The Game Loop: Connecting the Stack

The full pipeline works as a continuous loop. Deepgram listens and transcribes. The transcript is sent to GPT-5 with the appropriate character prompt and game state. GPT-5 streams its response. Eleven Labs synthesizes the response into audio. The audio plays through the character's avatar. The cycle then resets, ready for the player's next input.

Every component runs asynchronously. The game does not wait for one service to finish before engaging the next. This concurrency is what makes the experience feel conversational rather than transactional. For a deeper look at how Outdoor Devs approached the architecture, the developer page covers the broader philosophy behind our AI-first design.

Latency Challenges and Solutions

Latency is the central technical challenge for any AI powered game with voice input. Human conversation has a natural turn-taking rhythm, and if the gap between the player finishing a sentence and the character beginning to respond exceeds roughly one to two seconds, the illusion of a real conversation breaks down.

We attack latency at every stage. Deepgram's streaming transcription eliminates the delay of waiting for a complete utterance. GPT-5's token streaming lets us begin synthesis before the full response exists. Eleven Labs' streaming synthesis lets us begin playback before the full audio is rendered. The result is a pipeline where each stage overlaps with the next, compressing total latency from what would be five or six seconds into something closer to one. We also cache certain game-state context to reduce prompt assembly time and maintain persistent connections to each API to avoid handshake overhead on every turn.

Making AI Characters Feel Natural

Technical performance is necessary but not sufficient. For indie games with AI characters to succeed, the characters themselves have to feel like more than language models with microphones. This is a design challenge as much as an engineering one.

We found that the most important factor is consistency. Players quickly develop a mental model of each character's personality, and any deviation — the angel suddenly being sarcastic, the devil offering sincere advice — breaks trust.
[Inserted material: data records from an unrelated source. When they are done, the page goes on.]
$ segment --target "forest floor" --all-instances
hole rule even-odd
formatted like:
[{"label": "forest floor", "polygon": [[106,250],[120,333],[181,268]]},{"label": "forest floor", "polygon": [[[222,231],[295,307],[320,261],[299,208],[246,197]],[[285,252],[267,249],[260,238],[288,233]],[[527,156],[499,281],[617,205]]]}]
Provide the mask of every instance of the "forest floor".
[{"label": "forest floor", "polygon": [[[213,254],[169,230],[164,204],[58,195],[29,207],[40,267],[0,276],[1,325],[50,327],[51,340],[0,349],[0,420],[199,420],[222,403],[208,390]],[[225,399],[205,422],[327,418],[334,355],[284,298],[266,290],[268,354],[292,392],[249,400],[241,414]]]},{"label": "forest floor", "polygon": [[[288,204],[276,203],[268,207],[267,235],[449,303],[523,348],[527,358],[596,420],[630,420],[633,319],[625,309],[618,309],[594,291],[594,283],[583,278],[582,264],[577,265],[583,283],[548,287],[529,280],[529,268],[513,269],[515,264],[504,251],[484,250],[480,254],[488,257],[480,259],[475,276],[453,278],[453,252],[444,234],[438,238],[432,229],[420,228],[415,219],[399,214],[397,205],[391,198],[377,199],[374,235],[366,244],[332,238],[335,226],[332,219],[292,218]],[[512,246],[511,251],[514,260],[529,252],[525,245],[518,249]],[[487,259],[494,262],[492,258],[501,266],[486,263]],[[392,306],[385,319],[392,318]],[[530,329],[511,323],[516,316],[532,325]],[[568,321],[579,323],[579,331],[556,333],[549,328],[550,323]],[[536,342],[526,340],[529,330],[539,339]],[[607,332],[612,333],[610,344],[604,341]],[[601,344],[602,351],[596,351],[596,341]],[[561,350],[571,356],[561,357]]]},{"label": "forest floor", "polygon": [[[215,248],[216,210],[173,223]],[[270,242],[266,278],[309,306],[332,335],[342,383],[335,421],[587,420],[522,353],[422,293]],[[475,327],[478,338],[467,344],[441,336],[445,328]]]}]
Careful prompt engineering, combined with GPT-5's stronger adherence to system instructions, keeps both characters reliably in character across long play sessions.

Pacing also matters. Real people do not respond instantly. We introduce subtle, variable pauses before characters begin speaking, which paradoxically makes the interaction feel more natural than an immediate reply would. Combined with Eleven Labs' expressive synthesis, these small timing choices help players forget they are talking to software.

Shouldermen represents one approach to a question the entire industry is exploring: what happens when you let players have real, unscripted conversations with game characters? The technical stack we have described here — GPT-5, Eleven Labs, and Deepgram — is the foundation, but the real work is in making all three services disappear behind characters that players actually want to talk to.